La direction du groupe se félicite pourtant régulièrement que la moitié des ventes sur Amazon sont réalisées par les vendeurs tiers. Mais sa communication sur ce sujet vise surtout à lui donner l'image d'une entreprise soucieuse de son écosystème, comme si la Marketplace profitait davantage aux vendeurs tiers qu'à elle-même. Amazon présente ainsi ce service comme un simple ajout à son activité de vente au détail, une volonté d'améliorer la visibilité sur Internet des petites entreprises... alors qu'aux Etats-Unis du moins, la puissance d'Amazon acquise grâce à Prime - 70% des foyers sont abonnés - force les vendeurs tiers à utiliser sa Marketplace s'ils veulent accéder au marché.
Double jeu d'Amazon et menaces de démantèlement
Ces chiffres exposent également le double jeu d'Amazon face aux médias et surtout, aux régulateurs. Ainsi, lors d'une audition devant le Congrès l'an dernier, le directeur général Jeff Bezos avait mis en garde contre la tentation d'interdire à une entreprise d'être un acteur du marché qu'elle exploite, ce qui reviendrait à interdire à Amazon de cumuler une activité de vente au détail et une place de marché.
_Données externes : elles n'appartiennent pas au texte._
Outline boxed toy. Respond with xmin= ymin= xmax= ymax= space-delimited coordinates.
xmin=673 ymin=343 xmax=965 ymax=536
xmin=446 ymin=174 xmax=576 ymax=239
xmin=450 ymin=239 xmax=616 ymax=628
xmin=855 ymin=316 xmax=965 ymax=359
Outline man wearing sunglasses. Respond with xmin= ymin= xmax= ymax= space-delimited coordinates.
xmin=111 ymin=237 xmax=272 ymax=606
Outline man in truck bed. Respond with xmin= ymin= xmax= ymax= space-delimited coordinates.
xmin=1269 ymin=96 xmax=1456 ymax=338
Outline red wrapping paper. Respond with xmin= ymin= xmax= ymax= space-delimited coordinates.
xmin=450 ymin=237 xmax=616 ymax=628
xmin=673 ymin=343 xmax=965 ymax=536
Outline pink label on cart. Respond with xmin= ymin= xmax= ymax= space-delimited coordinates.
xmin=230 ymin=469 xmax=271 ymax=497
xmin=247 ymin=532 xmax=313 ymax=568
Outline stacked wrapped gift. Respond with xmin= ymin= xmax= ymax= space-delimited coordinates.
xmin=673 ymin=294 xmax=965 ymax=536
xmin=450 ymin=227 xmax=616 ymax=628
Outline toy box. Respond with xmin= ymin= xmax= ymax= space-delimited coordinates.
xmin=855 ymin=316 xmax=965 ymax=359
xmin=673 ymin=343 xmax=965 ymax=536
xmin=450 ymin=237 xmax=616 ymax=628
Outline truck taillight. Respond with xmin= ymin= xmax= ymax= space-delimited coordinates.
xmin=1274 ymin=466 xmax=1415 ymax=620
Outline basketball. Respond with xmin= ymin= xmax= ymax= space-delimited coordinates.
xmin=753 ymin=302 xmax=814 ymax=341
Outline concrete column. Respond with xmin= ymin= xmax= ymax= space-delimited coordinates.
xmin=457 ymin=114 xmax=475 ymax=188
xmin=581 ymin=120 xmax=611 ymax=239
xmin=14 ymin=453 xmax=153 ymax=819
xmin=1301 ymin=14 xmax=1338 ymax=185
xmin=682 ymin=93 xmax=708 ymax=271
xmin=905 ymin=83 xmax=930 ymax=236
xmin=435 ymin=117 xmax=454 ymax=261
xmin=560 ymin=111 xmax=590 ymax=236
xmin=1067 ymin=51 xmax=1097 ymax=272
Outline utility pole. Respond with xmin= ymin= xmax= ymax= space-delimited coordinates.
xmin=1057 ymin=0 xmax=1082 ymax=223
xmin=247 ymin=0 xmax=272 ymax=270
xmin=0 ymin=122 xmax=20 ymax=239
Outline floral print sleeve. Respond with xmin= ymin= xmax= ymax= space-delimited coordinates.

Jeff Bezos avait indiqué que s'il devait choisir il fermerait la Marketplace, tout en refusant d'indiquer aux députés les revenus tirés de cette dernière. Mais pourrait-il vraiment s'asseoir sur un tel pactole sachant que Prime est un gouffre financier ?
« C'est du bluff. La place de marché est si essentielle à la stratégie d'Amazon qu'il en cache les bénéfices. Amazon fermerait plutôt sa propre division de vente au détail », croit savoir Stacy Mitchell.
Dans sa dernière partie, le rapport appelle donc les régulateurs à l'action. « En l'absence d'intervention, Amazon continuera d'exploiter les petites entreprises et d'utiliser les revenus qu'elle en tire pour faire tourner son volant monopolistique, tirant une part toujours plus grande de notre économie sous son contrôle », est-il écrit.
D'autant plus qu'Amazon fait déjà l'objet d'enquêtes pour pratiques anticoncurrentielles sur sa Marketplace. Le Congrès américain et la Commission européenne travaillent sur des dossiers impliquant des pratiques d'exploitation abusive des données des vendeurs tiers, de copie de leurs produits ou encore de placement préférentiel de ses propres marques dans les résultats de recherche.
Des régulations sévères sont même sur la table des deux côtés de l'Atlantique. En Europe, c'est le Digital Markets Act (DMA), dont les grands principes viennent d'être validés et qui pourrait être finalisé dès 2022 pour une adoption en 2023. Aux Etats-Unis, c'est le Ending Platform Monopolies Act, un texte bipartisan visant à casser les monopoles des big tech. Les deux textes pourraient empêcher Amazon d'être juge et partie dans le e-commerce et le forcer à se séparer d'une de ses deux activités. Stacy Mitchell va même plus loin et préconise le démantèlement d'Amazon :
« Comme la stratégie de monopolisation d'Amazon et son pouvoir sur les vendeurs tiers dépendent de l'intégration de ses nombreuses divisions, les régulateurs devraient défaire cette intégration. Ils devraient séparer la Marketplace, la division de vente au détail, AWS et la logistique », préconise-t-elle.
Et « en attendant, le Congrès devrait forcer Amazon à dévoiler ses profits sur la Marketplace avec une assignation. Ou la SEC [l'autorité de contrôle des marchés financiers, Ndlr] devrait le faire », ajoute celle qui est considérée depuis deux ans comme « la terreur » de Jeff Bezos, à cause de ses études sur le modèle économique d'Amazon, qui sont prises très au sérieux par le Congrès.